Xavier de Mollerat du Jeu, Ph.D., staff scientist at Life Technologies says there are three problems that need to be solved before siRNA advances to the clinic, “delivery, delivery, delivery”, referencing the well-known quote once made by gene-therapy pioneer Inder Verma, Ph.D. This has been and continues to be the key challenge.
The problem is that there are four barriers that a successful siRNA therapeutic must overcome. Once introduced into an organism, patrolling macrophages and cells of the reticuloendothelial system see the siRNA complex as foreign and attempt to degrade and eliminate it. A second important hurdle is the need to target the siRNA to the proper organ/cell of interest. Thirdly, once inside the cell the siRNA must be able to escape the endosome pathway that also attempts to degrade it. Finally, once the siRNA overcomes those obstacles, then it must be potent enough to accomplish knockdown.”
So far the most promising results in vivo were obtained with liposomes, according to Dr. de Mollerat du Jeu. “The field has achieved a great deal of success in utilizing siRNA in cultured cells. Translation to in vivo delivery has been more of a challenge. Our company has developed lipid-based nanoparticles for in vivo animal work. We recently launched Invivofectamine® 2.0 Reagent. After a single intravenous injection of 5 mg/kg FactorVII siRNAs complexed with Invivofectamine® 2.0, we observed 90 percent mRNA and protein level reduction in the liver for more than three weeks.”

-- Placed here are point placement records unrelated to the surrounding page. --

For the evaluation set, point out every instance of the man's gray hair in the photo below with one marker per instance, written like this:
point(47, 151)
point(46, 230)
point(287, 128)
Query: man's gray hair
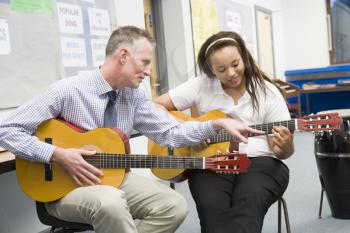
point(126, 36)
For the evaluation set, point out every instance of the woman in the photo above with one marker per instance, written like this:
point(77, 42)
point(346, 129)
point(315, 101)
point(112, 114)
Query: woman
point(234, 84)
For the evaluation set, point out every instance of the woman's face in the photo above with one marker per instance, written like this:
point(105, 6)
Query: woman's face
point(227, 65)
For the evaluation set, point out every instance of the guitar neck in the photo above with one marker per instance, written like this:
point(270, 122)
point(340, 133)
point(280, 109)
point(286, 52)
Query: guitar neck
point(145, 161)
point(224, 136)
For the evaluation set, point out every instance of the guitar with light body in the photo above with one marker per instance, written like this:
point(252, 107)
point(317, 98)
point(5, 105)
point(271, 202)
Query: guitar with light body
point(221, 141)
point(49, 182)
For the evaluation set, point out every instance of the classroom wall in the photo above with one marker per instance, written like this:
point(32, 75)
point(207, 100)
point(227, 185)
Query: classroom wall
point(305, 34)
point(300, 41)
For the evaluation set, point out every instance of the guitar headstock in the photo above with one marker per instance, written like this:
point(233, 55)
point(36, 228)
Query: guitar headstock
point(227, 163)
point(320, 122)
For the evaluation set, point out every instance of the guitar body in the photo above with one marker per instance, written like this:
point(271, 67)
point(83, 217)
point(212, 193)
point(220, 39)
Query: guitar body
point(178, 175)
point(31, 175)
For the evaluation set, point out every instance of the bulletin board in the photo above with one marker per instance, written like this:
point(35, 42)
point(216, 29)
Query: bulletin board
point(212, 16)
point(42, 41)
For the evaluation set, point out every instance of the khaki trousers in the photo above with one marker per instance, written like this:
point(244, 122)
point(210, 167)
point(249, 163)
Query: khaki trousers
point(111, 210)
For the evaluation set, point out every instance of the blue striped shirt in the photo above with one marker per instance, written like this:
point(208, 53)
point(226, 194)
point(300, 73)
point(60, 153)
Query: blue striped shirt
point(82, 100)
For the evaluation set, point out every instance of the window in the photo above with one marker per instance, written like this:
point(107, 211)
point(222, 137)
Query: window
point(338, 16)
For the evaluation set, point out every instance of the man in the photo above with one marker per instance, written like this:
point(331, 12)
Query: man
point(82, 100)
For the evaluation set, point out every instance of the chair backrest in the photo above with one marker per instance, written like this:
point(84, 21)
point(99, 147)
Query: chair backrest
point(49, 220)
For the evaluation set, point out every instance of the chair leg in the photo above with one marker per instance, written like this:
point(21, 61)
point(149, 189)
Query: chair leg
point(321, 203)
point(279, 216)
point(282, 203)
point(321, 199)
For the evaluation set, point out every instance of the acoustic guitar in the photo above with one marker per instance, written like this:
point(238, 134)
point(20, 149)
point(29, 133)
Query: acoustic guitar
point(49, 182)
point(221, 141)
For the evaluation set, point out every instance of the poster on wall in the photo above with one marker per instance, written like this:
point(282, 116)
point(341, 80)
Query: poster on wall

There are other potential time and money-saving applications for this technology. “There are many uses, especially as a substitute for transgenic mice for target validation and ADME studies. Currently, researchers must develop expensive animal models that knockout a certain gene in order to determine its mechanism of action. However, the use of Invivofectamine with an appropriate siRNA could achieve the same results and also demonstrate the mechanism of action in much less time and at a fraction of the cost.”
Invivofectamine can multitask, says Dr. de Mollerat du Jeu. “Another useful feature of Invivofectamine is the ability to knock down up to four targets at once. This is a very powerful way to dissect whole pathways for assessing many interactions at once. For the future, we continue to create new applications for our reagent such as for liver cancer, and envision new uses by changing the route of delivery such as direct injection into the brain or tumors.”